Maximising your people power
In addition to recruitment, which can feel like a mission with so much competition within the hospitality industry, again it comes down to optimising existing resources. For example, are current employees being given the tools to be as efficient as possible?
In stores, retailers and brands should consider providing shop assistants – who may be experiencing less high street footfall – with the technology to fulfil online orders from their stores. By enabling a cloud-based omnichannel solution, you can leverage your workforce across retail channels – effectively directing retail staff through the pick/pack/ship processes.
In the warehouse, implementing a robust Distributed Order Management (DOM) system to coordinate and take out the manual labour of locating stock – can also free up employee time and boost productivity. An advanced DOM system works by ensuring your order management system (OMS) can divert orders to the appropriate inventory pool – depending on several factors – including delivery address and product type. This will have a significant impact on your ability to keep orders moving to meet consumer demand, despite a shrinking workforce.
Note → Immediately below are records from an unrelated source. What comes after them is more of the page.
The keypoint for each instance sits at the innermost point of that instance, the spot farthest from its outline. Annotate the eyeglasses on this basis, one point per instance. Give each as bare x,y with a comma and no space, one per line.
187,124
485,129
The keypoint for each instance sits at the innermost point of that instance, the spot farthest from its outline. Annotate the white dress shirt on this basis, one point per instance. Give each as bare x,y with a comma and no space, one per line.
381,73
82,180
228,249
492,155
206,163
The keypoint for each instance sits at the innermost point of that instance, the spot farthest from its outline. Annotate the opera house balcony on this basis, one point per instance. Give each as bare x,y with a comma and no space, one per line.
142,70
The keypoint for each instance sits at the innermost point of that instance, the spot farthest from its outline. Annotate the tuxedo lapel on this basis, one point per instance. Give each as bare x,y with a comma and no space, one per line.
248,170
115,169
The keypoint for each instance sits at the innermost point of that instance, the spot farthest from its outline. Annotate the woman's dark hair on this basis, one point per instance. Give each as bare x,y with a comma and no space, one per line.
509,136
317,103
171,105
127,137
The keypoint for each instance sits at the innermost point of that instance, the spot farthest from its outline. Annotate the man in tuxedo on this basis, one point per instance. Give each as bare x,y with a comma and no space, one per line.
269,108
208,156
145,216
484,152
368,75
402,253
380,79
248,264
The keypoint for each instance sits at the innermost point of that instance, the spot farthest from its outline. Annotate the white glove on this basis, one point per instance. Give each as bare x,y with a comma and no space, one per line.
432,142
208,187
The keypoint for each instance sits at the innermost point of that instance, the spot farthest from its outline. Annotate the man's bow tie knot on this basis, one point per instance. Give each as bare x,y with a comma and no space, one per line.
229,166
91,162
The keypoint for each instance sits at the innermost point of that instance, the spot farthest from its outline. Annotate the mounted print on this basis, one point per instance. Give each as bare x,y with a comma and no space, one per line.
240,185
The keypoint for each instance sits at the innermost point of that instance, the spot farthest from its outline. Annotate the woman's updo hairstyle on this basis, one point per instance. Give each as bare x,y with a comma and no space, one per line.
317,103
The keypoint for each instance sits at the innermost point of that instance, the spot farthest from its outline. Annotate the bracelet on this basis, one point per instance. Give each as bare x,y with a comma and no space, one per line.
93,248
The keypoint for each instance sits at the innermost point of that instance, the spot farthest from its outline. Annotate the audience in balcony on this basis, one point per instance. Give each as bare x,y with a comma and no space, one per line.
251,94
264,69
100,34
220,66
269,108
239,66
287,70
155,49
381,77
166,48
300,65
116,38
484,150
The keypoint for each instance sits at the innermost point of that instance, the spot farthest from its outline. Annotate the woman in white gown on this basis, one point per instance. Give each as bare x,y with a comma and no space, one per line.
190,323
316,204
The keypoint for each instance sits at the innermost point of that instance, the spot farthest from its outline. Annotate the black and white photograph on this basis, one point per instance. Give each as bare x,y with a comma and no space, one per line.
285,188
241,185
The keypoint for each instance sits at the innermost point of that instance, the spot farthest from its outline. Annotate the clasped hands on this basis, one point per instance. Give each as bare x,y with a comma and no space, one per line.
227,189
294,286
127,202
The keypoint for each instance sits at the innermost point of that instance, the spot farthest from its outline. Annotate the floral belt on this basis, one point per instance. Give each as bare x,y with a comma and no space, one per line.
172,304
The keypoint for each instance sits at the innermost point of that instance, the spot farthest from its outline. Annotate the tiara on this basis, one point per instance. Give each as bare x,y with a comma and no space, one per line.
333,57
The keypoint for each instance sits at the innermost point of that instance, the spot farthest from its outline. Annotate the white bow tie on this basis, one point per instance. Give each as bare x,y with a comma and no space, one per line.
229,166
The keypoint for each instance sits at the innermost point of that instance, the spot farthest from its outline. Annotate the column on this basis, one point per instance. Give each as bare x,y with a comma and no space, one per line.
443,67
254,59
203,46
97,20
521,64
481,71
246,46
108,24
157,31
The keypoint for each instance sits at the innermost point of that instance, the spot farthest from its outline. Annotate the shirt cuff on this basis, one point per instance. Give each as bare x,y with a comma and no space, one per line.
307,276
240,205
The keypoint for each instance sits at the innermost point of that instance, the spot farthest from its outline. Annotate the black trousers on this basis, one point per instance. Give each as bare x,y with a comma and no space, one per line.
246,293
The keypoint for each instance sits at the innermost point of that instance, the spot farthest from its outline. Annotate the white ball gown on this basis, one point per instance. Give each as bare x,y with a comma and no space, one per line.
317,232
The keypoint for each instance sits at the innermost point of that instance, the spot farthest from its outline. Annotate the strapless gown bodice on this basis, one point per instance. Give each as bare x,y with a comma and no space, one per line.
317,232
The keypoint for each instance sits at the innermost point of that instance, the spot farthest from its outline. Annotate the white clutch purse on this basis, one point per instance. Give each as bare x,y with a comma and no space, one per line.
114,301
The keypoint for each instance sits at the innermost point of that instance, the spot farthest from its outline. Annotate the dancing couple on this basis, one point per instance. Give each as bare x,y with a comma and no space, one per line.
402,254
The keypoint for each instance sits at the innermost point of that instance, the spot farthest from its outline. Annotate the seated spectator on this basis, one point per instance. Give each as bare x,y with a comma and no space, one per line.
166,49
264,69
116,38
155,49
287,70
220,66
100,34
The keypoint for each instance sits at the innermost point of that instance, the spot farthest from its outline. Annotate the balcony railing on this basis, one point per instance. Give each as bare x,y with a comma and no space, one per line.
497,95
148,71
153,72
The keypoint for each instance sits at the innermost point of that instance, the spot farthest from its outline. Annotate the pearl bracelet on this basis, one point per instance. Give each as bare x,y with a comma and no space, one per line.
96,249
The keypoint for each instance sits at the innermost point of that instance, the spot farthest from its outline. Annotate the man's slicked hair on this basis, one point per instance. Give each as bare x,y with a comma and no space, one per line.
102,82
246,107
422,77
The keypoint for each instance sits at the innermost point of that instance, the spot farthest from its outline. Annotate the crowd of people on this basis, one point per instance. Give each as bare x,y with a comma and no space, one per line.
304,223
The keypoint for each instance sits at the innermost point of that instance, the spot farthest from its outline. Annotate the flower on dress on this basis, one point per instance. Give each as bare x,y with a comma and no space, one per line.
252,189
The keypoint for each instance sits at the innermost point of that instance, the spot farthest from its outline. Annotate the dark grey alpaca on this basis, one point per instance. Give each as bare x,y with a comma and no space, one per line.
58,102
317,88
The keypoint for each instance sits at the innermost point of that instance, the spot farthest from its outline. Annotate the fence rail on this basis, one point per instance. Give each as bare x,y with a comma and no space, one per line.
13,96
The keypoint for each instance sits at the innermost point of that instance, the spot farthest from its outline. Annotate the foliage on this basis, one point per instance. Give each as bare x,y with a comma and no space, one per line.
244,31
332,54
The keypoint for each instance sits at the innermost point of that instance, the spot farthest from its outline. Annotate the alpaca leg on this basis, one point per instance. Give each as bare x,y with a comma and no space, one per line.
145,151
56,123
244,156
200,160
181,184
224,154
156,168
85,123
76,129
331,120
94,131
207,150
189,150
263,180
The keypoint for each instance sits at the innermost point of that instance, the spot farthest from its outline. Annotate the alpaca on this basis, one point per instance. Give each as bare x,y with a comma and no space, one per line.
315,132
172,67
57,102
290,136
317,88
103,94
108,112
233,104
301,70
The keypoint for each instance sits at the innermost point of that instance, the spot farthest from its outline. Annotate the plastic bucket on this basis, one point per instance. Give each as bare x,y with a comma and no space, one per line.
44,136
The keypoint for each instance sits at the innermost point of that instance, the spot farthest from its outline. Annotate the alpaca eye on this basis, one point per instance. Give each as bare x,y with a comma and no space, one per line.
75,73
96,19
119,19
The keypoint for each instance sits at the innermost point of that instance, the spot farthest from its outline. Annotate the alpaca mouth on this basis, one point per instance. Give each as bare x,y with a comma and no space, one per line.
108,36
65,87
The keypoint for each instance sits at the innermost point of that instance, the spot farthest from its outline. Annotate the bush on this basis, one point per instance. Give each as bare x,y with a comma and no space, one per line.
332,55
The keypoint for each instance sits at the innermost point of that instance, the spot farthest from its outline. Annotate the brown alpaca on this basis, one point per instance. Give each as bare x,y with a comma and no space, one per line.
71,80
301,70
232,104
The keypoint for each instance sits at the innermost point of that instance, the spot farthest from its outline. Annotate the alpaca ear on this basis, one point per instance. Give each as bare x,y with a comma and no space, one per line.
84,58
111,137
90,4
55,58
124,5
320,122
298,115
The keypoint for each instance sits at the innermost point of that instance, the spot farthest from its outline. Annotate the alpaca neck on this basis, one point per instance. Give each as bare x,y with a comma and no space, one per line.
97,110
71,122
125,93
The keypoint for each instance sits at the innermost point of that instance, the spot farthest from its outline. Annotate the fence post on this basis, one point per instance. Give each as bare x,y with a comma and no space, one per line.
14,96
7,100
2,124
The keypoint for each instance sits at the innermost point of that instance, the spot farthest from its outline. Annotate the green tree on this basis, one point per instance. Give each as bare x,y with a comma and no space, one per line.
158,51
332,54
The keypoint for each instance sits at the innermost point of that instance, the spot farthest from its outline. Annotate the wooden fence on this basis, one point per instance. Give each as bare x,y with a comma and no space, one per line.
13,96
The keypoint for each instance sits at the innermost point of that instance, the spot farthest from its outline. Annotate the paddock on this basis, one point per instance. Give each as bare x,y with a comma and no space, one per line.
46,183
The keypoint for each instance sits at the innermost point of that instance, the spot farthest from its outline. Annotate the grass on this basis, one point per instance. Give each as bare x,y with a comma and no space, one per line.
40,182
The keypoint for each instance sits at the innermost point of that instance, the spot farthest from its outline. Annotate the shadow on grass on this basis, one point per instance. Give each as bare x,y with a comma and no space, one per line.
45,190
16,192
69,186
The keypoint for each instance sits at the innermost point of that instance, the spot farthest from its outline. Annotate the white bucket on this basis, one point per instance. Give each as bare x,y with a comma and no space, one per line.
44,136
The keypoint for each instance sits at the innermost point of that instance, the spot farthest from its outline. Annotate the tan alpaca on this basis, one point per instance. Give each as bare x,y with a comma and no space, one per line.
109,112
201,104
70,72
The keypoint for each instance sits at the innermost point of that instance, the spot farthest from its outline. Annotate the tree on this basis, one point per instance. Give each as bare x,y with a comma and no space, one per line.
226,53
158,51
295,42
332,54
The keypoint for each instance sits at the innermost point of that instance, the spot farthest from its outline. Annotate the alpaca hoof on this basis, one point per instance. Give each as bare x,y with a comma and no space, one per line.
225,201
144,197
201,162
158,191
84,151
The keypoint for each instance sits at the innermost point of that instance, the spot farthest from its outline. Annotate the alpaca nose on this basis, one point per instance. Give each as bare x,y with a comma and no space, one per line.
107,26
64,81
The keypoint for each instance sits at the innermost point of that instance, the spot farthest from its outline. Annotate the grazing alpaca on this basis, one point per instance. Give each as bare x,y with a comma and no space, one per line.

Whilst not the right fit for every brand, in terms of cost-effectiveness and efficiency, another option is to turn to automation and robotics-powered solutions. These tools can take on a range of time-consuming – yet essential – tasks historically carried out by human workers. This can include adding more self-checkout terminals to physical stores and investing in more automation tools to update prices, effectively manage inventory and maintain shop floors. By implementing automation to perform these often-repetitive tasks, your intelligent workforce is then freed up to support with tasks that add value to the organisation and build brand loyalty.
Transparency around shortages
When considering warehouse space and labour shortages, the solutions can seem a little more obvious. But when faced with a lack of materials, this can feel impossible for brands to handle. Recently, the UK was hit with a shortage of cosmetics and skincare products due to a major drop in the availability of a key chemical, ethoxydiglycol, found in a host of household items as well as medications. As a result, prices of the compound increased almost tenfold, rising from £12/kilo to £103. In addition, minimum orders required by some wholesales rose to £100,000, leaving smaller companies unable to secure supplies.
Whilst aspects of material shortages may be out of the retailer’s control, it is possible to put measures and considerations in place to reduce the subsequent consequences. By having full visibility across all purchasing channels, brands can limit the problems that may occur that may hamper brand loyalty. Having the infrastructure in place that provides the required visibility and communicates real-time stock information to the eCommerce site avoids disappointment later down the line. Ensuring customer service agents are armed with up-to-date information and insights into any shortages and the impact this could have on delivery timescales is also vital when managing customer expectations.
Executing foresight is key for retailers and brands who wish to overcome the threat that these shortages are currently presenting. Implementing the strategies and technologies discussed here will not only enable brands to overcome the current adversities being faced, but also distinguish themselves from their competitors. Brands that do so can aid growth in the long run whilst building resilience for future periods of uncertainty.